When the trade became official Wednesday afternoon that sent James Harden to the Los Angeles Clippers, Robert Covington became the 11th player in Sixers history to have multiple stints with the team. He joined the likes of Allen Iverson, Moses Malone, Billy Cunningham, Elton Brand and Ish Smith.
It only took one conversation with franchise cornerstone Joel Embiid for Covington to feel right back at home.
“Joel talked shit, per usual,” Covington said when he was re-introduced to reporters after practice on Wednesday, “He comes in, had that grin on his face and was like ‘you ready to make some shots?’ First thing. Me and Joel, even though I’ve been away, we still have had a close relationship.”
Embiid is about the only part of the franchise that hasn’t changed since Covington was traded away from the Sixers in November of 2018, but that’s still plenty comforting to him.
“This is where I put my name on the map. It feels great to be back,” Covington said. “This organization has been very special to me. For everything to come back into the fold, it’s a new feeling of relief. I’m thankful that I get to come back for a second go-round.”
Covington is someone who’s had a lot of turbulence in his career. As an undrafted rookie, he only broke into the league on a tanking Sixers team after a cup coffee with the Daryl Morey-led Rockets.
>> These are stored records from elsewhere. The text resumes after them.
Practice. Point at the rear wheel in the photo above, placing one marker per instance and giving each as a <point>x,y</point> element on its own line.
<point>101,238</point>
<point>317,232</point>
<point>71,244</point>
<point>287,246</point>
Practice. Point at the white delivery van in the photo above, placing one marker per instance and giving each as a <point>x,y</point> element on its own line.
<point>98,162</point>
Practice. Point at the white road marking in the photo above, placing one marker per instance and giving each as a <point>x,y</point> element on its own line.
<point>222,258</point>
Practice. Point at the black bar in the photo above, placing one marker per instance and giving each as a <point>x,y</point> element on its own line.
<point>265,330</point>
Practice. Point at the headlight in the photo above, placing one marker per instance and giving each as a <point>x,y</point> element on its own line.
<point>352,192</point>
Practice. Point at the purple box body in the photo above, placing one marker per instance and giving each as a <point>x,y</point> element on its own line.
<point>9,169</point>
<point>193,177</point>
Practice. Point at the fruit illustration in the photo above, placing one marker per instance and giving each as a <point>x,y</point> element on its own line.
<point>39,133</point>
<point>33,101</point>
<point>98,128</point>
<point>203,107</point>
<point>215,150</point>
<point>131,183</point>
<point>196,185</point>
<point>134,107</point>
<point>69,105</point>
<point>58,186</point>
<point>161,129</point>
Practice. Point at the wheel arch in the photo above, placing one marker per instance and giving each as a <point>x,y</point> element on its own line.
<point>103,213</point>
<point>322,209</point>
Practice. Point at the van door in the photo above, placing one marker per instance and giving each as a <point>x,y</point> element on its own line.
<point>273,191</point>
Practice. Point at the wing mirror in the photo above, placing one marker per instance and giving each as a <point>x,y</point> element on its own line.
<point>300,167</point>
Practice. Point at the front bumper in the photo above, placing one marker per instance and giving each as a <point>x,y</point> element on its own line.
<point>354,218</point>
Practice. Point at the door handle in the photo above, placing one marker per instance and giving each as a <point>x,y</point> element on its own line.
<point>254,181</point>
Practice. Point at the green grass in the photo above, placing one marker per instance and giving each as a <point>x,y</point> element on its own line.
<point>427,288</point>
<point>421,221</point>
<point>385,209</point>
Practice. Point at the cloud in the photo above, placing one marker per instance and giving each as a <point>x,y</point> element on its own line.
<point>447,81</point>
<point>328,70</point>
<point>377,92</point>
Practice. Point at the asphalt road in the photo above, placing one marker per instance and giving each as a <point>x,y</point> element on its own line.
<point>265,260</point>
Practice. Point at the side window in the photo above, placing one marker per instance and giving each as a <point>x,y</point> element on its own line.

Since becoming an established 3-and-D wing in his first Sixers stint, he’s played for four different teams over five seasons, his last stop in L.A. being the most tumultuous.
While being in and out of the Clippers rotation frustrated him, it was his custody battle for his daughter that dominated his thoughts last season.
“That was where my focus was. She’s my world,” Covington said. “Once I was able to get through all of that fully is when I was truly able to just solely focus on that.”
Only now that that has been settled has Covington found relief.
“I have so much peace of mind and I’ve literally just developed that mindset of control what you can control. And if you do the right thing, good things will add up. And faith gives it a meaning.”
He isn't just happy to be back. he’s hungry to prove he is still a rotation player in the NBA. Despite shooting 39% from deep last season, Covington only appeared in 48 games and averaged just 16 minutes a game for the Clippers last season. Both were easily the lowest of his career.
As someone who will be a free agent next summer, it makes him all the more hungry.
“Last year was a rough year for me, not playing,” Covington said. “That was the first time. Coming in where I kind of made my name, it’s a great opportunity for me.”